Small companies scramble to round up Canadian Prairie helium rights

Gary Park

for Petroleum News

A scramble is underway among a host of small Canadian companies to turn an essential ingredient of kids’ birthday parties into a treasure trove.

The rush for now is concentrated on rounding up land rights on the Canadian Prairies to create jobs and generate wealth from helium that until now has been best-known for filling party balloons with the odorless, lighter-than-air gas and over the past year has emerged as a vital element for respiratory treatment of COVID-19 patients.

Aside from saving lives, helium could be a rescue line for a struggling natural gas industry, spurred on by a modest royalty rate of 4.25% that has been set by both the governments of Alberta and Saskatchewan.

The added incentive has been a surge in commercial helium prices to C$200-C$600 per thousand cubic feet, compared with the C$3 for conventional natural gas.

Significant resources

Phil Skolnick, an Eight Capital analyst, said the helium market has the potential to be a “significant opportunity for Canada” which has an estimated 20% of the world’s helium resources and has a chance to take advantage of the world-leading U.S. demands.

Alberta Energy Minister Sonya Savage said removing the royalty rate barrier “unlocks the potential to develop helium deposits in Alberta and sets us up to take advantage of our close proximity to the United States.”

“Economic diversification is an essential part of our province’s recovery efforts and puts us on a course toward future prosperity,” she said.

The Alberta government has yet to disclose how much it has earned in helium revenues.
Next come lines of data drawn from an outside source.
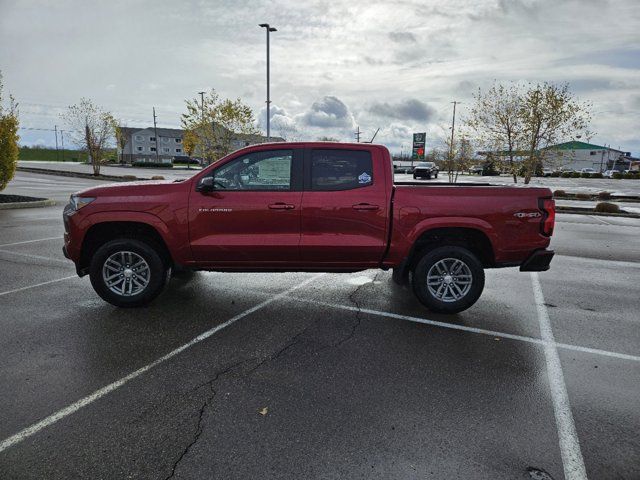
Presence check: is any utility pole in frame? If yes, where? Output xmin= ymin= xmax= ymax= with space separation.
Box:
xmin=53 ymin=125 xmax=60 ymax=162
xmin=259 ymin=23 xmax=278 ymax=142
xmin=153 ymin=107 xmax=160 ymax=163
xmin=60 ymin=130 xmax=64 ymax=162
xmin=198 ymin=92 xmax=205 ymax=168
xmin=448 ymin=100 xmax=461 ymax=183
That could indicate it is unwilling to show how far it lags behind Saskatchewan, which already has nine active helium wells and another 24 being drilled.
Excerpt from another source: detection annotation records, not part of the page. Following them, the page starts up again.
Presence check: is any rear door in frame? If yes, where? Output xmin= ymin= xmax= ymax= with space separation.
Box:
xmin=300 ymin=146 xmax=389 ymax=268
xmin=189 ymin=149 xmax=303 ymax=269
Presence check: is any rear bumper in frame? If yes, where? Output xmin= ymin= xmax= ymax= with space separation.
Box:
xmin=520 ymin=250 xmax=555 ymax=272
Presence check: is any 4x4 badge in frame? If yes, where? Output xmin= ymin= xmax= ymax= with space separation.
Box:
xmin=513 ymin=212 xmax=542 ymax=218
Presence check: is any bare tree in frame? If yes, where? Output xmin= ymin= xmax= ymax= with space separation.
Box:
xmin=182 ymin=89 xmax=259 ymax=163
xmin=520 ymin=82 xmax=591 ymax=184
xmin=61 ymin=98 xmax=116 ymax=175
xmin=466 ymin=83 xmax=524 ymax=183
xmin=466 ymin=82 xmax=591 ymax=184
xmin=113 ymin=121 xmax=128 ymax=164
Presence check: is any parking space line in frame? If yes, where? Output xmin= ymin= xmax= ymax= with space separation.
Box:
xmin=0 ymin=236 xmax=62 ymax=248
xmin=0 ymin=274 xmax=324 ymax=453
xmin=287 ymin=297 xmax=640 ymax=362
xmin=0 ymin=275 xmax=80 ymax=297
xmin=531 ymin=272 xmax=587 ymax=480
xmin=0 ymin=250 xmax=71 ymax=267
Saskatchewan is also home to Canada’s largest helium purification facility that was built at a cost of C$32 million and is owned and operated by Calgary-based North American Helium.
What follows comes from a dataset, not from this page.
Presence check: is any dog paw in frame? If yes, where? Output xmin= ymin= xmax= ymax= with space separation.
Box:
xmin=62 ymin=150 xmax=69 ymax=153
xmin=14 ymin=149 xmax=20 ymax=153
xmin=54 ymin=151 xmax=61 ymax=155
The privately held company hopes to produce more than 50 million cubic feet per year of helium for commercial sale from the more than 20 wells it has drilled in southwestern Saskatchewan.

North American raised C$39 million for the construction of a second purification plant in the area, with design capacity of 160,000 cubic feet per day of purified helium.

The company now claims to have acquired rights to explore for and produce helium on an expanding property base of 4.4 million acres in Saskatchewan, Utah and Arizona.

To sweeten its incentives, the Saskatchewan government has offered a 15% transferable royalty credit for processing and liquefaction projects.

Alberta joins the race

To join the race, Alberta, in addition to its helium specific royalty, has established a royalty structure it hopes it can gain a competitive footing against Saskatchewan.

Since 2016 only two existing oil and gas wells in Alberta have been converted to helium producers, according to the Alberta Energy Regulator, with one of the wells taking two years to yield significant amounts of the commodity, starting in April 2020.

Chris Baker is chief executive officer of Calgary-based Avanti Energy, which recently leased 7,000 acres in southern Alberta to explore for helium and is hoping to secure access to 12,000 acres in Montana.

He said that over the last 18 months “quite a few companies have appeared on the market.”

Andrew Davidson is chief executive officer of Royal Helium which raised C$7.5 million last year and has just finished drilling three wells in Saskatchewan, which it hopes will become a Canadian core for helium production.

He said the company has demonstrated that “anything you understand about the oil and gas sector is exactly the same in the helium sector - there is no difference in how you drill the wells.”

Virginia-based Well Group is producing small volumes in the two provinces and operates a purification plant in Saskatchewan, where it reactivated old wells drilled in the 1960s and reactivated them to produce helium.

The North American helium market has been bolstered in recent years in response to a 2013 law requiring the U.S. government to complete the sale by September of its strategic helium reserve, which was established in Texas in the 1920s.

The drain on the reserve has turned the U.S. into a net importer of helium.